Balazs Varhegyi
Balazs Varhegyi

Reputation: 1041

Is SSL with server certificate and client password possible?

Based on this answer: https://stackoverflow.com/a/3107645/1559672 it's possible to set up ssl connection without user verification.

I think the answer to my question would be yes but can't find anything to confirm/reject it.

The idea is that the server has a certificate that the client can verify via a CA. Then client generates some secret and encrypts with server's public key. Based on this shared secret they generate 'key material' for encryption/decryption. After they have the secured connection, client can verify itself with username/password.

Is it possible like this? if yes, please show me some example or proof.
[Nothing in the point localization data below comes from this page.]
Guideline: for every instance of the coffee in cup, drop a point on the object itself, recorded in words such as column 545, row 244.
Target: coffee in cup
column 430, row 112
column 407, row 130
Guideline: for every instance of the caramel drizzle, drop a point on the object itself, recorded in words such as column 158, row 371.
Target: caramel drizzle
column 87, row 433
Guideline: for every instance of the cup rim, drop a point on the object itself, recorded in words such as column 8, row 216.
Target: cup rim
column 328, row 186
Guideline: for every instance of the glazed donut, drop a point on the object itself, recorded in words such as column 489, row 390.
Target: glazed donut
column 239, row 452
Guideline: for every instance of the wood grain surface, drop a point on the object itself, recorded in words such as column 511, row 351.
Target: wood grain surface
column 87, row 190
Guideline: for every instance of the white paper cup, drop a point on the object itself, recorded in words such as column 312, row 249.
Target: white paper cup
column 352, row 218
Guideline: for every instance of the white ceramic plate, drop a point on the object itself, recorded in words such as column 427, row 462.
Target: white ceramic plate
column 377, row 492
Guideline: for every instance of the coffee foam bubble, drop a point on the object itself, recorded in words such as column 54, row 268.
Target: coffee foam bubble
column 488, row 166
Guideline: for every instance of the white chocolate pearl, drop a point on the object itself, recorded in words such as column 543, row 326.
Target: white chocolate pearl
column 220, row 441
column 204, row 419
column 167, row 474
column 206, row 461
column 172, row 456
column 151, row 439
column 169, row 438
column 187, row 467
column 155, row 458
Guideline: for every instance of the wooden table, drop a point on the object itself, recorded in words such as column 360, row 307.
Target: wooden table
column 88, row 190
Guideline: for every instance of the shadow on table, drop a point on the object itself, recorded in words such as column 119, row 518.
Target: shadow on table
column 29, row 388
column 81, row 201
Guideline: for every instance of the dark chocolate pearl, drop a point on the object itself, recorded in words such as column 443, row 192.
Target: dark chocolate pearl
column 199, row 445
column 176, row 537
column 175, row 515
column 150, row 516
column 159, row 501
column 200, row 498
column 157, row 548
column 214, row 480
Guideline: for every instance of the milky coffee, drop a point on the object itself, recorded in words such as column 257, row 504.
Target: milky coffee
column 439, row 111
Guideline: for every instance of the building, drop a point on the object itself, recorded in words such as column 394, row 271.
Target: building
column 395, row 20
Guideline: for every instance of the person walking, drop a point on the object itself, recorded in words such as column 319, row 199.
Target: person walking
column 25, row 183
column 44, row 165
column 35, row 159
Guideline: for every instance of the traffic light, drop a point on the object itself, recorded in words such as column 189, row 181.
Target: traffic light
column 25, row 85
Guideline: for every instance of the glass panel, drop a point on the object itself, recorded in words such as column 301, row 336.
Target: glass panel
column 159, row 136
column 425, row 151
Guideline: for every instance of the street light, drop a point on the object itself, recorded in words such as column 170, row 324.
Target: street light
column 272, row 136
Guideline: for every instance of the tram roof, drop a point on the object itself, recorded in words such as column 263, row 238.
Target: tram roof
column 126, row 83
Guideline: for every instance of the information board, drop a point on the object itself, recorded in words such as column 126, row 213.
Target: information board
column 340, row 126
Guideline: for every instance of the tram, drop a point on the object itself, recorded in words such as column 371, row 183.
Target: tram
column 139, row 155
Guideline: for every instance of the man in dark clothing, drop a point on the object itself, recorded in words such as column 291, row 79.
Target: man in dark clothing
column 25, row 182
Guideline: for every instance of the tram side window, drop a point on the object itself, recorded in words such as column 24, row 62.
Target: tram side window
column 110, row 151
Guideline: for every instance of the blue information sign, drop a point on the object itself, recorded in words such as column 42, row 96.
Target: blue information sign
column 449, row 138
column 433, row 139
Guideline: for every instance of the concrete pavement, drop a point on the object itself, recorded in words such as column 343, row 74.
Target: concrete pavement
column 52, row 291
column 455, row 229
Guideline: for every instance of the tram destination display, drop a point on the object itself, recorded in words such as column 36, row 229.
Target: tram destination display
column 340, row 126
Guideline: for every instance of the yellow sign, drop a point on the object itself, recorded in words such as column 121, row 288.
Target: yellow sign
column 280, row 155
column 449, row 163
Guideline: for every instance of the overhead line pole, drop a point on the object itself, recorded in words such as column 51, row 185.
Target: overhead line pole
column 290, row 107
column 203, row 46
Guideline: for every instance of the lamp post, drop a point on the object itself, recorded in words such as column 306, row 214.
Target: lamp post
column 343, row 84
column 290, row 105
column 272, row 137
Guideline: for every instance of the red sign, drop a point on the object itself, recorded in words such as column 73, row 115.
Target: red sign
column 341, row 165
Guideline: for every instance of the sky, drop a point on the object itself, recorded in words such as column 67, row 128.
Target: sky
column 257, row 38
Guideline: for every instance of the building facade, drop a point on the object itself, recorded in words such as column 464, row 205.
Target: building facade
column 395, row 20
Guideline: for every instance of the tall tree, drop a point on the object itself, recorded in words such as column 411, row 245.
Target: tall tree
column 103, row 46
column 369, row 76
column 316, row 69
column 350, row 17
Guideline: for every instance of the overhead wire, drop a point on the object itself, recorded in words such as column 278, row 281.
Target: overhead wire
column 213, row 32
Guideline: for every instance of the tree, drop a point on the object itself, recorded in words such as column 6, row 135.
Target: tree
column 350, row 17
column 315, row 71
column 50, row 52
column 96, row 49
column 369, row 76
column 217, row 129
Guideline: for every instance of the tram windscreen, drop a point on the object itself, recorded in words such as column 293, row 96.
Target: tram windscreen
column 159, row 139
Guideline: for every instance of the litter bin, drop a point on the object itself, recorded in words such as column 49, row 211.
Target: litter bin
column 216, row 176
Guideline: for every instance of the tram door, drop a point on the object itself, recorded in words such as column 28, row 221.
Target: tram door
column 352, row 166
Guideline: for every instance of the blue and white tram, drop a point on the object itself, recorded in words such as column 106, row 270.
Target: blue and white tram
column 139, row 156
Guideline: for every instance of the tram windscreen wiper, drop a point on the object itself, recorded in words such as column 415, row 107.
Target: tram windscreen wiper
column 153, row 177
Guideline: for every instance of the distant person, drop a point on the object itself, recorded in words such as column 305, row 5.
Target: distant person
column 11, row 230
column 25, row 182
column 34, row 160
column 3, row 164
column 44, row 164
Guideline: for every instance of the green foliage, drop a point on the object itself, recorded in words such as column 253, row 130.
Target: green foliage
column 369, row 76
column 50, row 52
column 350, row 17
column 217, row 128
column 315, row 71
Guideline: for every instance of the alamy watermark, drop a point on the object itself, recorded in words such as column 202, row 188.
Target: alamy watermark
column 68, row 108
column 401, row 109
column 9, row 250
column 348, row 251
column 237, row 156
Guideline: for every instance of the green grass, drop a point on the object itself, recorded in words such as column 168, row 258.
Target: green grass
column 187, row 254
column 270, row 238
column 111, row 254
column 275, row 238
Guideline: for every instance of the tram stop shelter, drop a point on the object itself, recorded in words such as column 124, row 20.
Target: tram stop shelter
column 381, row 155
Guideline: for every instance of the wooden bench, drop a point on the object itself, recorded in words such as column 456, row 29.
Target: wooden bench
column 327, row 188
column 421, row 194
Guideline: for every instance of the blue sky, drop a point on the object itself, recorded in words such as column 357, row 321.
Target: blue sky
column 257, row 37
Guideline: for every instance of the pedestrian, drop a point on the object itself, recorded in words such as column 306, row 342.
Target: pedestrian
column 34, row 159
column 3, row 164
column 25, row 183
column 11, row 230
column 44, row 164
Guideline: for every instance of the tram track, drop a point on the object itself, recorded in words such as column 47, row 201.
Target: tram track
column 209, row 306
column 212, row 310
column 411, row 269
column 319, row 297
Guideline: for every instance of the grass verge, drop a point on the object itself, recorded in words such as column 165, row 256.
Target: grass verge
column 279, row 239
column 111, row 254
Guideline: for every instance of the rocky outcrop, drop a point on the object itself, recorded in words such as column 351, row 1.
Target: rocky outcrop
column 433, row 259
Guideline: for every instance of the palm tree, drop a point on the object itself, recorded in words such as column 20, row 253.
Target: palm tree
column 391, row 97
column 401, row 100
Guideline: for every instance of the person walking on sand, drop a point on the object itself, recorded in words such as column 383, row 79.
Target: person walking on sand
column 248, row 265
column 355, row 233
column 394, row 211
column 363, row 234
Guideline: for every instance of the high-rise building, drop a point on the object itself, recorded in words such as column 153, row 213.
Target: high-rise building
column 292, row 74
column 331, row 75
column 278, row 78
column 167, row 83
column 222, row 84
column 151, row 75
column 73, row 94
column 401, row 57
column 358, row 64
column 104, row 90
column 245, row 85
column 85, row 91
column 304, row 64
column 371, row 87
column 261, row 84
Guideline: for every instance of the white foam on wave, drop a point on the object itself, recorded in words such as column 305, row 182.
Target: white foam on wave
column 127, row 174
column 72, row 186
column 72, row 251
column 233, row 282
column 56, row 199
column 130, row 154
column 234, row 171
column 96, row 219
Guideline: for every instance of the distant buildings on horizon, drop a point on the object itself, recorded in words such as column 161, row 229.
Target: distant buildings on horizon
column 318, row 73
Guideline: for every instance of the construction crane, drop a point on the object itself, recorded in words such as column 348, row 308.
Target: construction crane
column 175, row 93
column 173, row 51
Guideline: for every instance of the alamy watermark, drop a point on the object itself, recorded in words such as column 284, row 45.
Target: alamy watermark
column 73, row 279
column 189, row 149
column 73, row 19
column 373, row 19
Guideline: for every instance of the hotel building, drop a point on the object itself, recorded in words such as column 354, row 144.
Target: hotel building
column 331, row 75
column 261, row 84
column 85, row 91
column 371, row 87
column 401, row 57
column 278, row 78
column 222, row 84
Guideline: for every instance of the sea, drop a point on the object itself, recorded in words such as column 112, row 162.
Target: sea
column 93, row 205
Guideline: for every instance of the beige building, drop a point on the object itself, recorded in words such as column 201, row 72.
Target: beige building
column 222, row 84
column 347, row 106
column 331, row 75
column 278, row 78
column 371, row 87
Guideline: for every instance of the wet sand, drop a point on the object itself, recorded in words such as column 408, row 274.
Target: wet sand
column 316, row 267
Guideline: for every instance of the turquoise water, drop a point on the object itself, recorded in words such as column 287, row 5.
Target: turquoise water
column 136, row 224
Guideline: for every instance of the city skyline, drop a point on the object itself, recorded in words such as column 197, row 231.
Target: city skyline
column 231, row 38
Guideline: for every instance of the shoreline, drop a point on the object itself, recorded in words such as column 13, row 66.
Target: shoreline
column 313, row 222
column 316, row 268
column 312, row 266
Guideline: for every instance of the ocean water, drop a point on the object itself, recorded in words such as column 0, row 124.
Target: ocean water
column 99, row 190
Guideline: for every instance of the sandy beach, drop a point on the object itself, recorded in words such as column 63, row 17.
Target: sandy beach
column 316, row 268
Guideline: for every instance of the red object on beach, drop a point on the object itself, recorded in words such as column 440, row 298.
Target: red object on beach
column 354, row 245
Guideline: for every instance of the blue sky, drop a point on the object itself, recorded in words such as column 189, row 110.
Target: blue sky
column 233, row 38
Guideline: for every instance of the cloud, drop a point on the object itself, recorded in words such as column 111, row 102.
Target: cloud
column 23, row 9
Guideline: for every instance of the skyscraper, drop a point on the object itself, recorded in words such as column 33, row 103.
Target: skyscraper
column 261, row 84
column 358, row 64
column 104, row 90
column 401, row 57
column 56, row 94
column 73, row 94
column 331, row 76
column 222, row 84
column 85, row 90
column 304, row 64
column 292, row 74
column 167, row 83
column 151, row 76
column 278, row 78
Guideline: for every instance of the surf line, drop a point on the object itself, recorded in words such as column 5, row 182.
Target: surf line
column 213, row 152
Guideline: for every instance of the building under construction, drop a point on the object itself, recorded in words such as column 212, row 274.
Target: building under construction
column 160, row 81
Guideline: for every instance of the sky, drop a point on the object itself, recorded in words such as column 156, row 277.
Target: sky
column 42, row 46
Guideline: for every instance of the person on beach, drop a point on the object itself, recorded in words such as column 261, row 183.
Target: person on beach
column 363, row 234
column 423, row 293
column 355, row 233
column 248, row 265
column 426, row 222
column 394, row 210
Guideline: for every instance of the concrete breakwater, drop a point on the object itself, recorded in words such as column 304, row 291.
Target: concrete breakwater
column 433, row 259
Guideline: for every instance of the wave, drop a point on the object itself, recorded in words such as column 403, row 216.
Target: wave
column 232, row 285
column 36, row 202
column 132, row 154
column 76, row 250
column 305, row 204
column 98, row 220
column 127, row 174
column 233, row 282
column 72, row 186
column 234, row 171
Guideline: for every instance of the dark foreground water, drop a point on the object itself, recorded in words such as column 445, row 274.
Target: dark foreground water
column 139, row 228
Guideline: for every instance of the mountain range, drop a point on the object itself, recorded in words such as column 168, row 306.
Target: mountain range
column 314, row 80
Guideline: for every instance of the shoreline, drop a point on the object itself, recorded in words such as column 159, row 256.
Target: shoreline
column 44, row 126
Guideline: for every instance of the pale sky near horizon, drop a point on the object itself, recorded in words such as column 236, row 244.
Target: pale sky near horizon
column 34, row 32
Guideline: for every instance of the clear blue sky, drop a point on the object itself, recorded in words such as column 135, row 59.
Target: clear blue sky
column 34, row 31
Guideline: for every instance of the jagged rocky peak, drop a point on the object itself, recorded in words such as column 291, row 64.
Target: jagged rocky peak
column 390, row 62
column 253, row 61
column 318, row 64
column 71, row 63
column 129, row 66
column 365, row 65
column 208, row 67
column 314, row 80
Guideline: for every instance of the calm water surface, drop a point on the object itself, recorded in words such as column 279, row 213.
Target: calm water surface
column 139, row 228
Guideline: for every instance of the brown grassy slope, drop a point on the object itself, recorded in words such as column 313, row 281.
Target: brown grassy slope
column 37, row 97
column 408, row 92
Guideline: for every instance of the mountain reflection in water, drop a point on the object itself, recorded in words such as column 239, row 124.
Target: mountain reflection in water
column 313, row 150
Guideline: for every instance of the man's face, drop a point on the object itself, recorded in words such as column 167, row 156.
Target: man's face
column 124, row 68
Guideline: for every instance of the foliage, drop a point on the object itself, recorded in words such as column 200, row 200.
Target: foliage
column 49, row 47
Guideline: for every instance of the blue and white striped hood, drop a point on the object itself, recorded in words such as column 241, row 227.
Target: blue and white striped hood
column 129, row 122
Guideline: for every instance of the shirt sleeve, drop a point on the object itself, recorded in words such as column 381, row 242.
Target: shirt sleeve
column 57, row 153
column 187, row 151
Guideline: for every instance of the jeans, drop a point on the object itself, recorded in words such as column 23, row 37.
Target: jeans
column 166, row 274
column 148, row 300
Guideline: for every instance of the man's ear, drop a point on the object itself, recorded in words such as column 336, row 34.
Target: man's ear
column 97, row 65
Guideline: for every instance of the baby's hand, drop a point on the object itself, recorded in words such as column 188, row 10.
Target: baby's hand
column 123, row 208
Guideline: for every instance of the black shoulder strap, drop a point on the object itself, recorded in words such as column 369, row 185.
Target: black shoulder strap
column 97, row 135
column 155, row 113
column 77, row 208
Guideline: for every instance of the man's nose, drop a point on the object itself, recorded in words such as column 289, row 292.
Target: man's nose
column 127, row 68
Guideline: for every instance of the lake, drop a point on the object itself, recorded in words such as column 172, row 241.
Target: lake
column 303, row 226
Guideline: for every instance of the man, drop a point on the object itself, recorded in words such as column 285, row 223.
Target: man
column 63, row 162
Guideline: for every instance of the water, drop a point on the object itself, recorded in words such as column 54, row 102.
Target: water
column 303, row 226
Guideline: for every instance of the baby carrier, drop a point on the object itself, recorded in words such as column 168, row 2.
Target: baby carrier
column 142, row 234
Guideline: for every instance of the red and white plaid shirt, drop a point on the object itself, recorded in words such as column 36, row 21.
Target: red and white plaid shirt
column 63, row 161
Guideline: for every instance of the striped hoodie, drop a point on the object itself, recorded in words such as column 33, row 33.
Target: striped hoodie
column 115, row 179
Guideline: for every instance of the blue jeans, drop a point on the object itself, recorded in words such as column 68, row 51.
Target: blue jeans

If not, why not?

Upvotes: 0

Views: 1406

Answers (1)

deceze
deceze

Reputation: 522510

The reason of confusion was because of RabbitMQ doc: rabbitmq.com/ssl.html "Connecting without validating certificates" 's example code doesnt define what server certificates or RootCAs are accepted. (RabbitMQ cert is self signed) So I don't get how TLS is set up without that?

Encryption does not depend on certificates. And a self-signed certificate is still a valid certificate.

The purpose of certificates is to prove the identity of the remote peer. Can you really be sure you're talking to the server you think you're talking to and that your connection isn't currently being hijacked? This is ensured by the server presenting a certificate only it could have (public/private key crypto validates this, only the server should have the private key for the certificate; trust/security here depends on the server keeping its private key to itself).

How do you trust the certificate? Well, you may have a copy of it in your trusted certificate store. You'd do this with a self-signed certificate: just put it in your trusted store; since you (presumably) know where it came from, it's trustworthy.
Since this is unrealistic for every public site on the web, a public key infrastructure exists which allows you to trust a limited known number of certificate authorities which can sign certificates of arbitrary unknown parties, and you can indirectly trust those heretofore unknown certificates.

Having said all this, encryption is a separate component and an encrypted, secured connection can be set up with or without the identity verification that certificates provide.